From a multi-stakeholder perspective, recommender systems are not just tools for end users. They are also pivotal for producers, employers, sellers, and content creators since they control how resources like exposure opportunities, products, and services are allocated, directly impacting different parties. Recommender systems can determine which small retailers or grassroots content creators receive exposure and which are left out, thus affecting the sustainability of smaller businesses or creators. From a social and ethical standpoint, untrustworthy systems can create echo chambers or filter bubbles, limiting the exposure of users to diverse viewpoints, reinforcing biases, or even promoting harmful content.
Key challenges that arise when addressing these issues include balancing transparency, privacy, robustness, and fairness, without compromising the utility of recommendations for the end user, and the recommender’s business performance. The articles in this special issue contribute critical insights into these and other trustworthiness dimensions.
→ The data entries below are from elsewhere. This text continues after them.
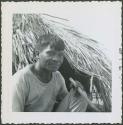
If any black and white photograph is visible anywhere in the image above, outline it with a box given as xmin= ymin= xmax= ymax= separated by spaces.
xmin=1 ymin=1 xmax=122 ymax=124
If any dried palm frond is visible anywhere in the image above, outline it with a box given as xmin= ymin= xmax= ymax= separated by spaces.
xmin=12 ymin=14 xmax=112 ymax=111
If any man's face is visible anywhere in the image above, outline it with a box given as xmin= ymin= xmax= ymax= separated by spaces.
xmin=38 ymin=45 xmax=64 ymax=72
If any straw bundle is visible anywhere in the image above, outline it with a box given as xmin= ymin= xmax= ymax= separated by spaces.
xmin=12 ymin=14 xmax=112 ymax=111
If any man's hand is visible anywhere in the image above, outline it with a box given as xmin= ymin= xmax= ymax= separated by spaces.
xmin=69 ymin=77 xmax=100 ymax=112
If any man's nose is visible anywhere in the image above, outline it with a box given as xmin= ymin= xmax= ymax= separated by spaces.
xmin=52 ymin=56 xmax=59 ymax=61
xmin=52 ymin=55 xmax=62 ymax=62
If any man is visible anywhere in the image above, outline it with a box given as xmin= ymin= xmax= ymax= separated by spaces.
xmin=12 ymin=33 xmax=99 ymax=112
xmin=12 ymin=34 xmax=68 ymax=112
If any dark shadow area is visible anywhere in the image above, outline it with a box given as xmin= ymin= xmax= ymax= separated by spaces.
xmin=59 ymin=57 xmax=91 ymax=94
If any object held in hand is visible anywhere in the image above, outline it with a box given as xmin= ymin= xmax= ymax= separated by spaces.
xmin=69 ymin=77 xmax=84 ymax=90
xmin=69 ymin=77 xmax=100 ymax=112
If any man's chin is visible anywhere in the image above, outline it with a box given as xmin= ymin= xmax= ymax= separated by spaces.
xmin=49 ymin=67 xmax=60 ymax=72
xmin=51 ymin=68 xmax=59 ymax=72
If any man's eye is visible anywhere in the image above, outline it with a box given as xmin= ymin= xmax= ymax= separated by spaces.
xmin=58 ymin=53 xmax=64 ymax=57
xmin=47 ymin=51 xmax=55 ymax=56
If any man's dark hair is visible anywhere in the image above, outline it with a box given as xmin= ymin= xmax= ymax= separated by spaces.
xmin=36 ymin=33 xmax=65 ymax=51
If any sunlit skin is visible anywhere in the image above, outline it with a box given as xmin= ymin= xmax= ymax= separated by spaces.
xmin=30 ymin=45 xmax=64 ymax=83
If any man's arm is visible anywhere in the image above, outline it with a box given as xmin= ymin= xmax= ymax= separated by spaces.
xmin=56 ymin=72 xmax=68 ymax=102
xmin=12 ymin=73 xmax=28 ymax=112
xmin=52 ymin=72 xmax=68 ymax=112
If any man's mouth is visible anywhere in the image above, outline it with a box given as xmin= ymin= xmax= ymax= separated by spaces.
xmin=50 ymin=64 xmax=60 ymax=68
xmin=47 ymin=61 xmax=61 ymax=70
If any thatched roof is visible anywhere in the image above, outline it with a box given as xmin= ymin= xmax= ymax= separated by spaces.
xmin=12 ymin=14 xmax=112 ymax=111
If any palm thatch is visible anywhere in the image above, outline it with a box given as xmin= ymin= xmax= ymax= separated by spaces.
xmin=12 ymin=14 xmax=112 ymax=112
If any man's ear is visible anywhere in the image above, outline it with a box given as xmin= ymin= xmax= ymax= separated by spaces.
xmin=33 ymin=48 xmax=40 ymax=62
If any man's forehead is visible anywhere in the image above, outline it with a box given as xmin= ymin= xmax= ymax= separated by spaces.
xmin=45 ymin=45 xmax=64 ymax=53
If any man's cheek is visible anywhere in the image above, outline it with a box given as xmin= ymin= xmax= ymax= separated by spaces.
xmin=45 ymin=60 xmax=52 ymax=67
xmin=60 ymin=57 xmax=64 ymax=64
xmin=39 ymin=56 xmax=48 ymax=65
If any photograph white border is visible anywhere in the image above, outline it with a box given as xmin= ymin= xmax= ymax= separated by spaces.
xmin=1 ymin=1 xmax=122 ymax=124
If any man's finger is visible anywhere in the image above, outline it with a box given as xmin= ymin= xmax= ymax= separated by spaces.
xmin=75 ymin=80 xmax=84 ymax=90
xmin=69 ymin=78 xmax=77 ymax=87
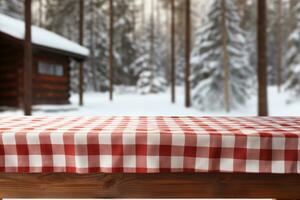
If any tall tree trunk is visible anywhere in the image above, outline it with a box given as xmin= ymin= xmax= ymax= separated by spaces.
xmin=108 ymin=0 xmax=114 ymax=101
xmin=90 ymin=0 xmax=97 ymax=91
xmin=165 ymin=2 xmax=171 ymax=85
xmin=276 ymin=0 xmax=282 ymax=92
xmin=257 ymin=0 xmax=268 ymax=116
xmin=131 ymin=1 xmax=137 ymax=86
xmin=236 ymin=0 xmax=247 ymax=17
xmin=141 ymin=0 xmax=145 ymax=36
xmin=79 ymin=0 xmax=84 ymax=106
xmin=132 ymin=1 xmax=136 ymax=43
xmin=289 ymin=0 xmax=297 ymax=32
xmin=24 ymin=0 xmax=32 ymax=116
xmin=221 ymin=0 xmax=230 ymax=112
xmin=171 ymin=0 xmax=176 ymax=103
xmin=39 ymin=0 xmax=42 ymax=26
xmin=236 ymin=0 xmax=247 ymax=28
xmin=156 ymin=0 xmax=161 ymax=35
xmin=150 ymin=0 xmax=155 ymax=69
xmin=184 ymin=0 xmax=191 ymax=107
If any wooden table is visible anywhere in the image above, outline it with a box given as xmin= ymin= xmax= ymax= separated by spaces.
xmin=0 ymin=173 xmax=299 ymax=199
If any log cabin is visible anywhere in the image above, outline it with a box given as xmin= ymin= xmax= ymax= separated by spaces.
xmin=0 ymin=13 xmax=89 ymax=107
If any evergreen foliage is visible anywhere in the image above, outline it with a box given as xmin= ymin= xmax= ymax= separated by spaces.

The selected works improve our understanding of current methodologies, and will inspire future research to address the complex ethical, technical, and regulatory challenges associated with trustworthy recommender systems. We hope the reader will find the articles engaging and thought-provoking.
In the coming years, the integration of
large language models (LLMs), or more broadly, generative models in recommender systems, will introduce new challenges that must be understood, evaluated, and mitigated, see [
3,
5]. For example, LLM-driven recommenders, due to their training on vast amounts of unregulated online data, can exacerbate issues such as biases, privacy concerns, and the reinforcement of filter bubbles if not carefully managed. While these systems offer numerous benefits, they also present unknown risks that may require a new generation of trustworthy recommender systems focused on harm mitigation and ensuring ethical outcomes.